Kartel Ekonomi Politik di Depok sdh terbangun 10 tahun ini. Depok bukan hanya dijadikan basis ideologi yang memproduksi kader-kader militan mereka. Depok sudah jadi lumbung Rupiah, Dollar, dan medium untuk menadah donatur abadi mereka: Riyal/Dinar.
Sekarang mereka tidak berada dalam lingkaran kekuasaan nasional. Untuk itu, mempertahankan singgasana raja-raja kecil mereka adalah sebuah keniscayaan. Mengingat perolehan kursi dewan anjlok, ikhwan dan akhwat pun bingung. Padahal eksodus besar-besaran warga Bogor, Bekasi, Tangerang kader-kader dan simpatisan mereka sudah rame-rame bikin KTP di Depok sejak setahun yang lalu.
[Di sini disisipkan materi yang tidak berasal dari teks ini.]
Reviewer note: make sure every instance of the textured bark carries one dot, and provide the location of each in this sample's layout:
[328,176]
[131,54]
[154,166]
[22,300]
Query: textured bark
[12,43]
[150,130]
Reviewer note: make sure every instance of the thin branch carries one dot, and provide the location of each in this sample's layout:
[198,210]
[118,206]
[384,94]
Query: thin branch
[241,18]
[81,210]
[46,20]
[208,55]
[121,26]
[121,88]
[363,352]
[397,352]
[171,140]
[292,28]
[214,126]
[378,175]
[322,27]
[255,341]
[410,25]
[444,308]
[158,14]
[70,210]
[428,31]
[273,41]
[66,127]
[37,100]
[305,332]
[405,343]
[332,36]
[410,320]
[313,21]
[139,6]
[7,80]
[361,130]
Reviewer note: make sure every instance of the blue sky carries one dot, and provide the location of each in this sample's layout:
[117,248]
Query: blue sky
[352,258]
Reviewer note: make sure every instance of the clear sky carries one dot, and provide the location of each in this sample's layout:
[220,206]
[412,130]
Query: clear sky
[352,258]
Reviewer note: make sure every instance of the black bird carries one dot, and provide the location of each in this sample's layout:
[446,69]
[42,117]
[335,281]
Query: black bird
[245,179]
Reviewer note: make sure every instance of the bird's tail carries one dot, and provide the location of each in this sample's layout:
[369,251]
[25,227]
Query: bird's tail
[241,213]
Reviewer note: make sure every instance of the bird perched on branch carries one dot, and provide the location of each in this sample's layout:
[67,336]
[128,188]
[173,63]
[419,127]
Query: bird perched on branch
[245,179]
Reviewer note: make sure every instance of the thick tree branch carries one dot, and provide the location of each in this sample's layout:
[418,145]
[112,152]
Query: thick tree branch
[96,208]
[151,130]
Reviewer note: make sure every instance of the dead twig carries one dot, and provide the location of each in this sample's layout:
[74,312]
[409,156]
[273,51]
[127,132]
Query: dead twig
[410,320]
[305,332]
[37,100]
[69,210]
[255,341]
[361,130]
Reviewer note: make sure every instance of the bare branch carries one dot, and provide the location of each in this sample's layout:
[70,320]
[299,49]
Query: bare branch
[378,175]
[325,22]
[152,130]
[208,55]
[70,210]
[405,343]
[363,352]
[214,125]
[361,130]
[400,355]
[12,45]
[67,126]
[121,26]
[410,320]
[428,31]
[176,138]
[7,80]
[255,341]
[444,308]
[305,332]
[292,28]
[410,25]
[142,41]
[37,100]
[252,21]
Hasil Pemilu Legislatif 2014 di Depok membuktikan rakyat sudah muak dengan kemunafikan mereka. Pilkada Depok adalah momentum bagi mereka untuk bangkit. Menata kembali kekuatan yang terserak. Karena bagaimanapun, mesin mereka bisa hidup dengan bahan bakar "Sekolah Islam Terpadu, Yayasan, Bimbel, properti, dan project-project kesehatan".
Sadarlah, kawan. Kemenangan kita sudah di depan mata. Untuk mengembalikan Depok yang nyaman bagi semua. Yang guyub tanpa ideologi impor 'gurun pasir' perusak tatanan kerukunan hidup umat beragama.
Salam Rahmatan lil alamiin. Salam Pancasila. Dan salam PERUBAHAN. Coblos Nomor SATU (1). Dimas Babai. Yuk rame-rame ke TPS. Masih ada waktu.